David W. Embley, Computer Science
Stephen W. Liddle, Information Systems
Deryle W. Lonsdale, Linguistics and English Language
Yuri Tijerino, Information Technology
On December 29, 2009 we were informed that our application for a 2010 MEG grant was approved. This final report sketches the accomplishments attained during the project’s timeframe since then.
The project’s proposed academic objectives were as follows:
- Recruit, bring together, and mentor students from computer science, linguistics, and e-business.
- Enhance our prototype extraction system by developing a multilingual mapping capability.
- Develop a business plan for exploring related tech-entrepreneurship possibilities.
- Build strong peer relationships in a research and development lab-based environment.
- Establish international networking relationships by hosting international faculty and students.
These objectives were achieved in various ways, as summarized point-wise below.
- As indicated in the proposal, our work was interdisciplinary and cross-organizational. Over a dozen BYU students participated on a paid, course-credit, or volunteer basis. A list of their names, affiliations, and contributions is attached as an appendix to this report. They represented two colleges (CPMS and CoH) and the Marriott School, and several departments (Linguistics & English Language, Computer Science, Information Systems). Each contributed insights and skills from their disciplines, and the interaction was enlightening for all involved. Mentoring in each area was possible since the supervising faculty represented each of the three major disciplines and affiliations.

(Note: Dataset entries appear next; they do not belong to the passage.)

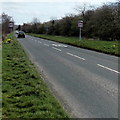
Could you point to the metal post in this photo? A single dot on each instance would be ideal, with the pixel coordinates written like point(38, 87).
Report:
point(80, 34)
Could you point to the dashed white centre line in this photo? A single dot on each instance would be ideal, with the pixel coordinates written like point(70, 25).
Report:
point(46, 44)
point(75, 56)
point(108, 68)
point(56, 49)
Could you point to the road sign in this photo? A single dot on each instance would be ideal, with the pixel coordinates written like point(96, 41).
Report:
point(80, 23)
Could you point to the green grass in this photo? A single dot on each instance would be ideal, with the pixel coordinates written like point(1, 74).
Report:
point(24, 93)
point(109, 47)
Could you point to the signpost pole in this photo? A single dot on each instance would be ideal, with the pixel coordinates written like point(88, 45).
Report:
point(80, 25)
point(80, 34)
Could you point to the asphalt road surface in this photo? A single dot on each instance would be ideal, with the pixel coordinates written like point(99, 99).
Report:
point(84, 81)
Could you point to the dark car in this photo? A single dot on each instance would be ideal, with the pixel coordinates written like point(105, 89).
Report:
point(21, 34)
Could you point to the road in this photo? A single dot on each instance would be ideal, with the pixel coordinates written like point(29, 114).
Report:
point(84, 81)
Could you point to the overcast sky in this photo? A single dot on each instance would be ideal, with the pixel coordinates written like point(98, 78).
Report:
point(25, 10)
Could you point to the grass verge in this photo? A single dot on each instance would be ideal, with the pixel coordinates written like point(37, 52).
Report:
point(24, 93)
point(108, 47)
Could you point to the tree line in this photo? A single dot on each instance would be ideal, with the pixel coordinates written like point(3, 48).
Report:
point(101, 23)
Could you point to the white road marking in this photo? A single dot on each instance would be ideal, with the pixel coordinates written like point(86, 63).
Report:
point(76, 56)
point(108, 68)
point(46, 44)
point(56, 49)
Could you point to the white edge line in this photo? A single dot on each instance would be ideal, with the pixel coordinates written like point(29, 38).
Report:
point(75, 56)
point(108, 68)
point(56, 48)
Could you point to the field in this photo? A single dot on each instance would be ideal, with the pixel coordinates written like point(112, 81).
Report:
point(109, 47)
point(24, 93)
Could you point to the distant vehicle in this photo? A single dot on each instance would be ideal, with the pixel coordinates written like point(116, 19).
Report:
point(21, 34)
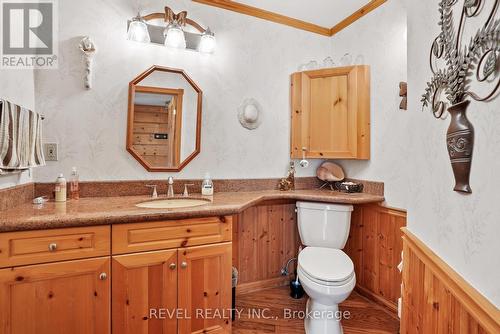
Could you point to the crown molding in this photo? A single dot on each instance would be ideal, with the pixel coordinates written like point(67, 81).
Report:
point(290, 21)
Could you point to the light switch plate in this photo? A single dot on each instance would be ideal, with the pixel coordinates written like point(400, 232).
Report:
point(50, 151)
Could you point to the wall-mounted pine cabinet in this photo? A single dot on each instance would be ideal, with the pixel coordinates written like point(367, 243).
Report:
point(331, 113)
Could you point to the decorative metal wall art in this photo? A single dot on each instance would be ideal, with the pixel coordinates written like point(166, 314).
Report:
point(88, 49)
point(403, 93)
point(461, 64)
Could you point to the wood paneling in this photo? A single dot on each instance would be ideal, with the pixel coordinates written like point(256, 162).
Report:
point(375, 246)
point(365, 316)
point(438, 300)
point(267, 15)
point(264, 238)
point(331, 113)
point(65, 297)
point(144, 282)
point(130, 238)
point(290, 21)
point(204, 284)
point(32, 247)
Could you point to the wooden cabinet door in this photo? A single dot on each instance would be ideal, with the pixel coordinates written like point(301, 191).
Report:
point(205, 289)
point(145, 293)
point(64, 297)
point(331, 113)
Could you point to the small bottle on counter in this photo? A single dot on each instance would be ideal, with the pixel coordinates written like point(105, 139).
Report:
point(207, 186)
point(74, 186)
point(60, 189)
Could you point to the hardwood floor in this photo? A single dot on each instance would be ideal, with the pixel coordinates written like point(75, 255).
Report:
point(365, 315)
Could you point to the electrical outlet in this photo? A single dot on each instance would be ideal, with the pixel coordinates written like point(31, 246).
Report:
point(50, 151)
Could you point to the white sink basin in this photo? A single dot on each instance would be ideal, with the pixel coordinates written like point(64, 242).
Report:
point(173, 203)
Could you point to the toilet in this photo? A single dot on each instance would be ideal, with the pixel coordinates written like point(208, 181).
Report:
point(325, 271)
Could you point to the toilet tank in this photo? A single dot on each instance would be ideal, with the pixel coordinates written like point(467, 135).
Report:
point(323, 224)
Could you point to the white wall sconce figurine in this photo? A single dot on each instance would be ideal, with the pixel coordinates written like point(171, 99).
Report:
point(88, 49)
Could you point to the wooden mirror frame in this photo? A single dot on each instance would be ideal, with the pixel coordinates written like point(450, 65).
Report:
point(133, 88)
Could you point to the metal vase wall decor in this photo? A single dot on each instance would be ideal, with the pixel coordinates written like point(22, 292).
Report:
point(455, 65)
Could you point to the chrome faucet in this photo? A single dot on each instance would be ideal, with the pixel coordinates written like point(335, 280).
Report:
point(155, 193)
point(170, 191)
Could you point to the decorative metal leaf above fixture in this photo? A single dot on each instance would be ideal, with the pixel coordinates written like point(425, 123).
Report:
point(173, 33)
point(453, 80)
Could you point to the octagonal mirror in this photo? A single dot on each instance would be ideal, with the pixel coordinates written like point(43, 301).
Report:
point(164, 119)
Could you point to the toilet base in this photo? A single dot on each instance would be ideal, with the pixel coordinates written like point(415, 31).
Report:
point(322, 319)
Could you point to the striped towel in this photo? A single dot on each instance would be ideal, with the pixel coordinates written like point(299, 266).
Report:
point(20, 138)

- We succeeded in developing an extended prototype of our multilingual mapping system. This involved designing and coding the functionality and requisite knowledge sources. We also described this aspect of our work in several peer-reviewed publications, most of them also presented at international or national venues. A list of the relevant publications is included as an attachment to this document; the full papers and associated presentations are available at our website: http://www.deg.byu.edu. The work is being further pursued beyond the end of this MEG project’s timeframe.
- A group of undergraduate students from the Marriott School joined our group as a part of this project. Their role was to investigate a possible business model for our research. The result was an honor’s thesis plus a viable plan based in part on our work.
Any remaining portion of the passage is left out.